Sì. Dopo le guerre, l’uomo e le grandi industrie hanno cancellato una buona fetta della grande biodiversità costruita faticosamente dai contadini nel corso di migliaia di anni. Prima di allora, si produceva per mangiare, non per accumulare ricchezze vendendo iper-produzioni forzate e malsane.

Malsane?
Pensi al grano. Una volta i contadini coltivavano solo determinate sementi di grano duro e tenero. Qua attorno c’era tanto senatore cappelli, una spiga molto alta, e quindi molto sana perché beneficiava a lungo degli effetti del sole, della fotosintesi. La sua raccolta si attestava al massimo attorno ai 15 quintali per ettaro. Tutti i grani geneticamente modificati, dilaganti dagli anni Sessanta in poi, hanno alzato le rese a 70/80 quintali per ettaro. E sono cereali grondanti glutine.
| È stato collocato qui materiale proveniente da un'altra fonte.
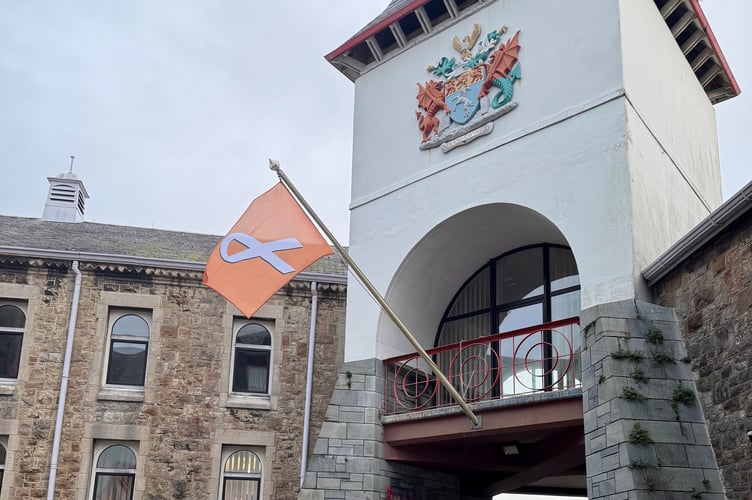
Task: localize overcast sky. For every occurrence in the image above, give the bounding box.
[0,0,752,242]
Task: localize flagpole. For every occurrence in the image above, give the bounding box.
[269,159,480,427]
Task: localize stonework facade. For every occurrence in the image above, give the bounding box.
[581,300,725,500]
[300,359,459,500]
[653,210,752,500]
[0,217,345,500]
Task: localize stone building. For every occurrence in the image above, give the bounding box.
[643,183,752,499]
[0,170,346,500]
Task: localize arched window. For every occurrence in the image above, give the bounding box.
[92,444,136,500]
[105,312,149,386]
[222,450,261,500]
[436,244,580,399]
[232,323,272,394]
[436,244,580,346]
[0,302,26,379]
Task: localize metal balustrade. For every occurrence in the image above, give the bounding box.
[384,317,581,415]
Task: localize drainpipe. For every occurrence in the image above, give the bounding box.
[300,281,319,488]
[47,260,81,500]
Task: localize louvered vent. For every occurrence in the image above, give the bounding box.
[42,172,89,222]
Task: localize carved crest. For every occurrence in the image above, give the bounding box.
[415,24,521,152]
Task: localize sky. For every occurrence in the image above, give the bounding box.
[0,0,752,243]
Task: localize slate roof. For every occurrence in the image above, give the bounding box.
[0,215,347,276]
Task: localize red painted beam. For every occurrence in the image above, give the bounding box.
[384,397,583,446]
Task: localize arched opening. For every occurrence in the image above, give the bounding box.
[381,204,580,414]
[378,203,579,359]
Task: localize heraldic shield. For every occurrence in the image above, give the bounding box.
[444,66,486,125]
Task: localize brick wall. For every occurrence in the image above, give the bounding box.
[0,261,345,500]
[653,212,752,499]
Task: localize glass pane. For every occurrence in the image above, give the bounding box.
[499,304,543,333]
[225,450,261,474]
[94,472,133,500]
[236,323,272,345]
[0,305,26,328]
[501,332,546,395]
[551,290,580,321]
[448,267,491,317]
[0,333,23,378]
[437,313,494,346]
[97,444,136,469]
[232,349,270,394]
[496,248,543,304]
[107,341,147,385]
[112,314,149,339]
[222,478,260,500]
[548,248,580,292]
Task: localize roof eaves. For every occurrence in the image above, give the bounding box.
[689,0,742,96]
[324,0,430,62]
[0,245,347,284]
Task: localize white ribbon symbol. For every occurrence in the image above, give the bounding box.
[219,233,303,274]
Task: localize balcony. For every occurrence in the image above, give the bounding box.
[384,317,581,416]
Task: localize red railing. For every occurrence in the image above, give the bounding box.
[384,317,581,415]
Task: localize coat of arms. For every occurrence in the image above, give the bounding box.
[415,24,521,152]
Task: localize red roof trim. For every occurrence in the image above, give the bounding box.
[689,0,741,95]
[324,0,431,62]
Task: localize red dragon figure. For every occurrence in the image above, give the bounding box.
[415,80,449,142]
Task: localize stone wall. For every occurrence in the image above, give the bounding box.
[0,260,345,500]
[653,212,752,500]
[580,300,725,500]
[299,359,460,500]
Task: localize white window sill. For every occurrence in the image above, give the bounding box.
[225,394,276,410]
[97,386,144,402]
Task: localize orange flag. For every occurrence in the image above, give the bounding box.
[204,182,334,318]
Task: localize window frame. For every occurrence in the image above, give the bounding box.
[434,243,581,347]
[0,298,29,385]
[102,307,154,392]
[219,445,266,500]
[87,440,138,500]
[228,318,275,399]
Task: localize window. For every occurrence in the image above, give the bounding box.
[436,244,580,397]
[220,449,261,500]
[92,443,136,500]
[105,311,150,387]
[231,322,272,394]
[0,302,26,379]
[0,438,7,492]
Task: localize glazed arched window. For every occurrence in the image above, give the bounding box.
[436,244,580,346]
[105,312,150,387]
[436,244,580,399]
[222,450,261,500]
[92,444,136,500]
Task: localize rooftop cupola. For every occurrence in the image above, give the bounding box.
[42,156,89,222]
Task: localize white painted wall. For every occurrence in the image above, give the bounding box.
[352,0,621,205]
[619,0,722,287]
[345,0,720,361]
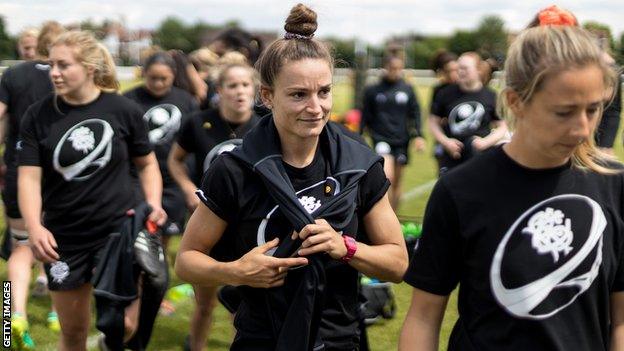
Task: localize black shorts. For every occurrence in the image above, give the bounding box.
[594,113,620,148]
[2,167,22,218]
[43,241,106,291]
[373,140,409,165]
[162,186,186,235]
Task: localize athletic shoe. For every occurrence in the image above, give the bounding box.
[47,311,61,333]
[31,275,48,297]
[11,313,35,351]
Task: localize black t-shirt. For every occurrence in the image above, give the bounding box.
[361,79,422,146]
[18,92,151,249]
[431,84,500,141]
[404,147,624,350]
[124,86,198,188]
[0,61,54,168]
[200,145,390,350]
[177,109,260,184]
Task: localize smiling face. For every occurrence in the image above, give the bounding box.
[262,59,332,138]
[507,65,605,166]
[144,63,175,97]
[49,45,93,96]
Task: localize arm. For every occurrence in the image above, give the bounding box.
[167,142,201,212]
[175,204,307,288]
[132,152,167,225]
[611,292,624,351]
[17,166,59,263]
[472,120,507,150]
[293,193,408,283]
[399,289,448,351]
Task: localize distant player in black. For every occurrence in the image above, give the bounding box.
[124,52,197,249]
[0,22,63,348]
[176,4,407,351]
[360,56,425,210]
[169,63,259,350]
[18,31,166,350]
[399,25,624,351]
[429,52,507,174]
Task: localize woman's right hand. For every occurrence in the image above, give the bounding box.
[236,238,308,288]
[28,226,60,263]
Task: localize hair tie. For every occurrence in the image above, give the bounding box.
[284,32,314,40]
[537,5,578,26]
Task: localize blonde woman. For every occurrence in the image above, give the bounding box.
[399,25,624,351]
[18,31,166,350]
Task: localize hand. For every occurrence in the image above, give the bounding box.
[236,238,308,288]
[293,219,347,260]
[184,191,199,213]
[28,226,60,263]
[147,204,167,227]
[414,137,427,152]
[472,136,490,151]
[442,138,464,159]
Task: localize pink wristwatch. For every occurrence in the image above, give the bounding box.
[340,235,357,262]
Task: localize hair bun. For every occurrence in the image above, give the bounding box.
[284,4,318,37]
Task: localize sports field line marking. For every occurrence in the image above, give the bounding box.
[401,179,438,201]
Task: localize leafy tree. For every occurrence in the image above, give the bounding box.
[0,16,17,60]
[448,30,479,55]
[474,15,507,61]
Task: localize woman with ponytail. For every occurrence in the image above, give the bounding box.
[399,16,624,351]
[18,31,166,350]
[176,4,407,350]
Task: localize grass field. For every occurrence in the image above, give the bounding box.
[0,78,624,351]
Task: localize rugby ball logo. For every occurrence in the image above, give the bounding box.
[204,139,243,172]
[143,104,182,145]
[449,101,485,136]
[490,194,607,320]
[257,177,340,256]
[52,118,115,181]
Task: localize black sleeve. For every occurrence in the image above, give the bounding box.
[16,105,41,167]
[403,180,461,296]
[360,87,375,134]
[407,85,423,138]
[359,161,390,216]
[176,114,197,153]
[127,102,152,157]
[430,89,448,117]
[197,155,244,223]
[0,69,11,106]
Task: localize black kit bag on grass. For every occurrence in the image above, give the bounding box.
[360,282,396,325]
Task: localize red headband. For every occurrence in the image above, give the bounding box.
[537,5,578,26]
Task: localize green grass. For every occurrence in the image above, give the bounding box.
[0,82,624,351]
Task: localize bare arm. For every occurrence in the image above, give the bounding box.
[175,204,307,288]
[611,292,624,351]
[167,143,201,212]
[293,193,408,283]
[399,289,448,351]
[132,152,167,225]
[17,166,59,262]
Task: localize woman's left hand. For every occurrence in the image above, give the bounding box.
[292,219,347,260]
[148,204,167,227]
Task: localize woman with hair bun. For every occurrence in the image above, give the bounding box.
[18,31,166,350]
[176,4,407,350]
[399,24,624,351]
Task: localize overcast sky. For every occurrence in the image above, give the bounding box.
[0,0,624,43]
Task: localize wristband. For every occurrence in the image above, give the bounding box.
[340,235,357,262]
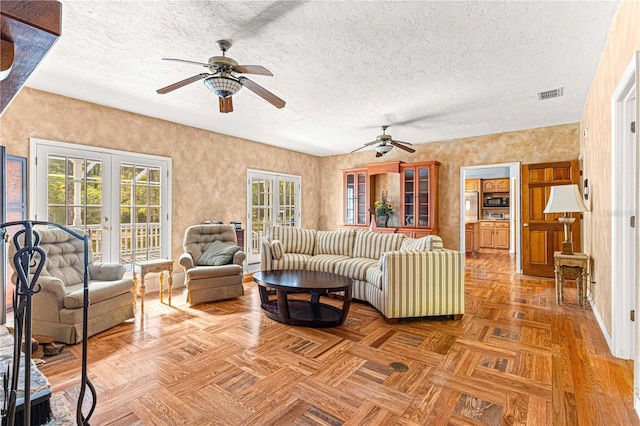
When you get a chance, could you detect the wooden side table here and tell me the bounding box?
[133,259,173,314]
[553,251,589,308]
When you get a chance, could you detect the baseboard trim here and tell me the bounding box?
[589,299,615,356]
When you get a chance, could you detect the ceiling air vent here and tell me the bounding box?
[538,87,564,101]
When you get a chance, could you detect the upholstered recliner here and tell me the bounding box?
[10,228,134,344]
[179,224,246,305]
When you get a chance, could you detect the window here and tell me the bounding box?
[247,170,301,263]
[31,139,171,265]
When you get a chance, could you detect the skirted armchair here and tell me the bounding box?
[9,228,134,344]
[179,224,246,305]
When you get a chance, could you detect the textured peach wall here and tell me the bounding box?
[320,123,580,248]
[0,88,321,264]
[580,1,640,335]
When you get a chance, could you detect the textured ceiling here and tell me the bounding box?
[27,0,618,156]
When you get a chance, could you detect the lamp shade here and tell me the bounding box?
[544,184,587,213]
[376,144,393,155]
[204,75,242,99]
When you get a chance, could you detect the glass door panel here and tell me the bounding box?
[31,139,171,265]
[246,170,300,264]
[119,162,162,264]
[247,175,275,263]
[44,154,109,262]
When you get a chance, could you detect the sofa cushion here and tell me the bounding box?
[196,241,240,266]
[64,279,133,309]
[271,240,284,259]
[306,254,351,272]
[367,268,382,289]
[267,226,316,255]
[353,230,405,260]
[314,229,356,257]
[334,257,378,281]
[400,235,444,251]
[271,253,313,270]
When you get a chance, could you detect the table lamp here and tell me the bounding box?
[544,184,587,254]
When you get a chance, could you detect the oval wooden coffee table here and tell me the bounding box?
[253,270,351,327]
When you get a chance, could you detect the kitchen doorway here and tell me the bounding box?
[460,162,522,274]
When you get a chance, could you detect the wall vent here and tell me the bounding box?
[538,87,564,101]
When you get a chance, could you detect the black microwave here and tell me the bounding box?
[484,196,509,207]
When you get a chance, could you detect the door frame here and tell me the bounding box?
[460,162,522,274]
[28,138,173,263]
[245,169,302,266]
[611,52,640,412]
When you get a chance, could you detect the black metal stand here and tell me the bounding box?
[0,220,97,426]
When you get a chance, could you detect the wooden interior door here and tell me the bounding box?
[522,160,582,277]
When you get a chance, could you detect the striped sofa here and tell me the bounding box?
[260,226,465,324]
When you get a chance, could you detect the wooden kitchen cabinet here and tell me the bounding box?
[464,179,480,192]
[480,221,510,249]
[494,222,510,250]
[464,222,480,255]
[482,178,509,192]
[480,222,494,248]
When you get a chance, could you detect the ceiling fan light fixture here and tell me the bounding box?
[376,144,393,155]
[204,75,242,99]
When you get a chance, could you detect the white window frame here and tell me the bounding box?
[29,138,172,263]
[245,169,302,264]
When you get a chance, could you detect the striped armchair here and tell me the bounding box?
[261,227,465,323]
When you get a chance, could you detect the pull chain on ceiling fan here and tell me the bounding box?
[156,40,286,112]
[351,126,416,157]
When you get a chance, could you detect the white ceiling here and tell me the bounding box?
[27,0,618,156]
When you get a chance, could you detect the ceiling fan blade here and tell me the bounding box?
[218,96,233,112]
[156,72,210,95]
[233,65,273,77]
[162,58,209,68]
[240,77,286,108]
[391,141,416,153]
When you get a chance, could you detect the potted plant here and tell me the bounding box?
[374,191,393,228]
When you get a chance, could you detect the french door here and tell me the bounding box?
[247,170,301,264]
[31,139,171,265]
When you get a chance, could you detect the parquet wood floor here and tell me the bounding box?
[41,254,640,426]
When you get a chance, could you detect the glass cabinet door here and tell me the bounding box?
[415,167,431,227]
[344,171,368,225]
[403,169,415,226]
[400,161,440,233]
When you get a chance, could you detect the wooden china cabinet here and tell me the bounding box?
[343,161,440,238]
[343,167,371,226]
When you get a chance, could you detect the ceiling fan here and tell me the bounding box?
[351,126,416,157]
[156,40,286,112]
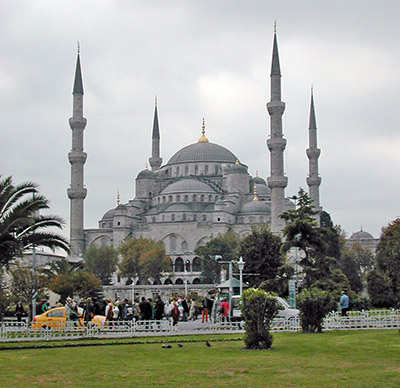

I risultati si sono visti decenni dopo, cioè oggi, con il numero di celiaci che cresce ogni anno paurosamente.

La natura non va manipolata, dunque?
Per carità, non voglio entrare in questioni scientifiche più grandi di me. Ma nella mia esperienza cinquantennale ho capito che la natura va toccata il meno possibile. Un terreno che chiede un certo tipo di pianta, la fa crescere spontaneamente, non occorrono artifici. Se poi spargiamo diserbo e pesticidi, la terra muore. Il diserbo è diossina, un elemento più velenoso di questo non c’è. Fa tabula rasa, ammazza la biodiversità, le erbe spontanee. Scoraggia la circolazione dei semi portati dal vento o dagli uccelli. Uccide tutto.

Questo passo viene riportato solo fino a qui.